Fui trabalhar numa padaria até completar os 17 anos e meio. Eu queria me alistar no Exército, mas chegando lá eles disseram: “Você está descartado”. Por mais absurdo que possa parecer, eu tinha esperança que o Exército fosse a oportunidade de ter uma profissão, de me livrar da solidão e do preconceito. Como eles disseram que eu não servia, fui para Vitória, do Espírito Santo. E comecei a trabalhar na zona boêmia como faxineira, e fui quase escrava das donas-de-casa. 

Escrava? O que você recebia pelo trabalho? 

Um prato de comida e um lugar para ficar. Mas muitas vezes eu comia o resto do prato das prostitutas e dos cabeleireiros. Porque eu só poderia comer depois que eu lavasse toda a louça do restaurante. Mas a fome era tão grande que eu ia lavando e pegando as sobras. Mesmo assim, muitas vezes eu fui colocada para dormir na rua, pois elas diziam: “não está trabalhando direito, então não vou te dar um teto”. Até que eu arrumei um homem que começou a pagar as minhas contas. 

Não foi nessa época, aos 17, que você também começou a trabalhar como profissional do sexo?

Pois é, foi tudo muito rápido. Esse homem começou a me sustentar e, dali pra frente, eu aprendi a ser profissional do sexo. Comecei a ir com outras travestis para o centro de Vitória. E aos poucos eu trabalhando pelos interiores do Espírito Santo e Minas Gerais com show de strip-tease... Muitas vezes as empresárias de clubes sabiam que havia travestis com peito de hormônio e mandavam ir buscar a gente. Eu fui em Ilhéus, na Bahia, só para mostrar os meus seios para alguns fazendeiros de cacau. Isso em 1974.

Hoje em dia a gente tem uma fila para cirurgias e o processo transexualizador... Como é que você construiu o seu corpo naquela época? 

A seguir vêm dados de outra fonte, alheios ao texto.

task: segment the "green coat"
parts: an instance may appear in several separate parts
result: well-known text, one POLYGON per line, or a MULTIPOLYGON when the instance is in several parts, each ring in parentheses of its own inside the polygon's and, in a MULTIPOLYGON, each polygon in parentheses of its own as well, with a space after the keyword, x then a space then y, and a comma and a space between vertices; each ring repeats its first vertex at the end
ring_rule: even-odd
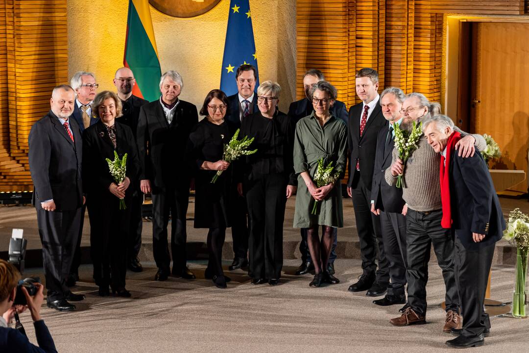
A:
POLYGON ((315 225, 343 227, 342 188, 339 181, 327 197, 320 202, 318 215, 311 215, 314 199, 308 192, 300 175, 308 171, 314 175, 318 160, 324 158, 326 166, 332 161, 335 170, 345 171, 347 126, 341 119, 331 116, 322 127, 314 112, 298 122, 294 139, 294 170, 298 174, 294 228, 309 228, 315 225))

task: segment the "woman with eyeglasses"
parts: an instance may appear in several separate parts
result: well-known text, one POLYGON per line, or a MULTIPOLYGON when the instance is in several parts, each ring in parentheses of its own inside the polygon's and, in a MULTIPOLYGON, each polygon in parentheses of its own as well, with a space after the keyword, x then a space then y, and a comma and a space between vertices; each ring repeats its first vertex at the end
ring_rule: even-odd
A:
POLYGON ((233 131, 224 120, 228 106, 226 95, 213 89, 204 99, 200 114, 205 116, 189 135, 186 155, 195 177, 195 228, 208 228, 207 249, 209 259, 204 273, 218 288, 226 288, 230 279, 222 269, 222 247, 229 220, 230 164, 222 160, 224 145, 230 142, 233 131), (218 170, 223 173, 211 182, 218 170))
POLYGON ((329 111, 338 92, 326 81, 313 85, 309 90, 314 111, 298 122, 294 140, 294 166, 298 175, 294 228, 307 230, 307 242, 315 275, 309 285, 320 287, 324 282, 340 280, 327 270, 333 241, 333 228, 343 227, 340 179, 345 170, 347 127, 329 111), (324 166, 333 162, 341 177, 335 183, 318 187, 313 181, 318 161, 324 166), (312 214, 314 200, 320 202, 318 213, 312 214), (323 226, 321 241, 318 234, 323 226))
POLYGON ((281 87, 266 81, 257 88, 259 111, 242 120, 241 137, 257 152, 236 164, 238 189, 246 196, 251 284, 276 285, 283 267, 283 221, 287 199, 296 191, 292 153, 294 124, 279 111, 281 87))

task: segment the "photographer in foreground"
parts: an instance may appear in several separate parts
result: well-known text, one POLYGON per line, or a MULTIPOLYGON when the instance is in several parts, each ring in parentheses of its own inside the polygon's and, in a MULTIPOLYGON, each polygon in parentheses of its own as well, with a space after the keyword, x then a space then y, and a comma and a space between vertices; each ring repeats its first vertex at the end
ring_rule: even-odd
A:
POLYGON ((0 351, 57 353, 50 331, 40 317, 40 307, 44 300, 42 294, 44 287, 40 283, 33 284, 37 289, 37 294, 33 296, 28 294, 25 288, 22 287, 22 291, 28 303, 27 307, 33 320, 39 347, 30 342, 28 338, 20 331, 8 327, 15 316, 15 311, 21 313, 26 307, 23 305, 13 305, 20 278, 20 274, 15 266, 4 260, 0 260, 0 313, 2 315, 0 316, 0 351))

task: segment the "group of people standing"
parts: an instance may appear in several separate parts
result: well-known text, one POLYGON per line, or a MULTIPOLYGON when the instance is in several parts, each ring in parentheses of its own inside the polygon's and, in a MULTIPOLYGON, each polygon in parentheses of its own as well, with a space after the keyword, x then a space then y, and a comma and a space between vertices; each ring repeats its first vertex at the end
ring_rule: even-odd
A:
MULTIPOLYGON (((288 114, 279 110, 278 84, 266 81, 256 89, 254 67, 241 65, 235 78, 236 94, 227 96, 218 89, 208 93, 199 110, 204 117, 199 121, 196 106, 178 98, 184 85, 174 71, 162 76, 160 97, 151 102, 132 95, 135 80, 127 68, 116 72, 117 94, 104 91, 96 95, 95 76, 83 71, 74 75, 71 86, 54 89, 51 110, 35 123, 29 137, 48 306, 72 310, 75 306, 69 301, 84 298, 72 293, 68 285, 71 278, 74 284, 78 279, 72 255, 79 251, 85 201, 94 278, 100 295, 109 295, 109 286, 115 295, 131 295, 125 287, 125 275, 127 265, 133 270, 141 270, 138 252, 143 194, 150 194, 152 200, 153 251, 158 269, 155 280, 165 280, 170 274, 195 278, 186 264, 190 187, 195 190, 194 227, 208 229, 209 259, 205 276, 217 287, 226 288, 230 280, 222 266, 229 227, 234 252, 229 269, 248 266, 252 284, 278 284, 286 203, 295 194, 294 227, 300 229, 302 257, 296 274, 313 270, 309 284, 313 287, 338 283, 333 264, 336 229, 343 226, 340 179, 348 165, 346 193, 352 197, 362 259, 362 274, 349 290, 366 291, 373 297, 385 294, 374 301, 377 305, 405 304, 399 310, 402 315, 390 320, 394 325, 424 322, 433 243, 446 287, 443 331, 464 337, 481 335, 480 341, 475 337, 471 341, 474 345, 482 342, 490 327, 482 309, 483 281, 476 284, 480 289, 472 301, 461 297, 468 293, 463 289, 469 285, 466 271, 470 259, 475 260, 472 251, 481 251, 484 244, 488 250, 482 256, 486 266, 480 268, 484 274, 490 268, 494 242, 505 227, 503 218, 494 219, 498 212, 501 215, 499 204, 490 176, 482 175, 486 168, 480 154, 475 153, 476 147, 485 149, 483 138, 460 131, 449 123, 449 118, 440 118, 443 116, 439 115, 439 104, 420 93, 405 95, 398 88, 388 87, 379 95, 378 73, 370 68, 357 73, 356 91, 361 102, 349 112, 337 100, 336 88, 318 70, 305 73, 306 97, 293 103, 288 114), (394 148, 395 129, 397 124, 409 129, 413 122, 422 122, 424 128, 434 131, 421 137, 412 158, 403 164, 394 148), (435 135, 441 131, 435 129, 438 126, 444 129, 444 134, 435 135), (238 129, 239 138, 254 139, 250 149, 257 152, 230 164, 223 160, 224 146, 238 129), (461 135, 457 140, 450 139, 449 152, 457 150, 455 155, 466 158, 461 160, 474 161, 481 179, 465 173, 469 164, 462 162, 462 179, 471 184, 481 180, 486 186, 481 190, 487 196, 484 201, 474 195, 475 185, 458 188, 453 182, 446 182, 449 187, 442 189, 440 173, 451 169, 443 169, 441 155, 446 155, 444 147, 454 131, 461 135), (439 151, 440 146, 443 148, 439 151), (105 161, 114 159, 114 151, 120 158, 127 154, 126 173, 121 182, 113 178, 105 161), (315 184, 318 161, 324 165, 332 162, 340 177, 326 185, 315 184), (397 188, 397 178, 403 170, 406 187, 397 188), (212 183, 215 174, 218 179, 212 183), (467 205, 476 210, 470 223, 457 216, 461 209, 453 203, 459 196, 453 196, 451 203, 453 191, 463 193, 463 189, 470 191, 468 200, 476 200, 467 205), (118 207, 120 199, 125 201, 125 210, 118 207), (319 205, 313 214, 315 201, 319 205), (450 210, 451 205, 452 219, 446 219, 445 209, 450 210), (476 228, 485 223, 486 228, 476 228), (472 233, 477 236, 467 248, 471 230, 471 237, 472 233), (454 271, 454 264, 459 271, 454 271), (468 324, 464 320, 462 326, 461 308, 472 320, 468 324)), ((442 158, 452 162, 460 160, 442 158)))

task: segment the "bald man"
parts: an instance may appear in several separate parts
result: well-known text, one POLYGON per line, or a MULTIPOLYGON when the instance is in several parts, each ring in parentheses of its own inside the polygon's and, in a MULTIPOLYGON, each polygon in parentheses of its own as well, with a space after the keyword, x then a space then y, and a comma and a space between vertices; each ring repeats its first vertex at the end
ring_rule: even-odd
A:
MULTIPOLYGON (((117 96, 121 100, 122 115, 116 118, 120 123, 128 125, 136 137, 136 129, 140 116, 140 108, 148 101, 132 94, 132 88, 136 84, 132 70, 128 67, 117 69, 114 77, 114 85, 117 89, 117 96)), ((138 255, 141 247, 142 217, 141 205, 143 203, 143 194, 140 190, 139 180, 132 180, 134 187, 132 196, 132 210, 131 210, 130 229, 127 241, 127 257, 129 269, 134 272, 141 272, 143 268, 138 255)))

Quando cheguei em Vitória do Espírito Santo já existiam algumas travestis e transexuais que usavam hormônio. E uma foi receitando para a outra. Mas logo o hormônio já não era mais suficiente para a gente. O Brasil era visto como exportação de travestis e transexuais para a Europa, e o modelo da mulher brasileira na Europa era a de muito seio e muito corpo. Então, em 1980 eu fiz a primeira aplicação de silicone industrial e fui toda bombada para a Europa. Também fiz cirurgia plástica antes da hora e sem necessidade, só para dizer que tinha feito. Muita loucura. A travesti tem pressa, ela quer tudo para hoje, não quer nada para amanhã. 

O silicone industrial, apesar de ilegal, ainda é uma realidade. Qual é a sua opinião sobre esse produto? 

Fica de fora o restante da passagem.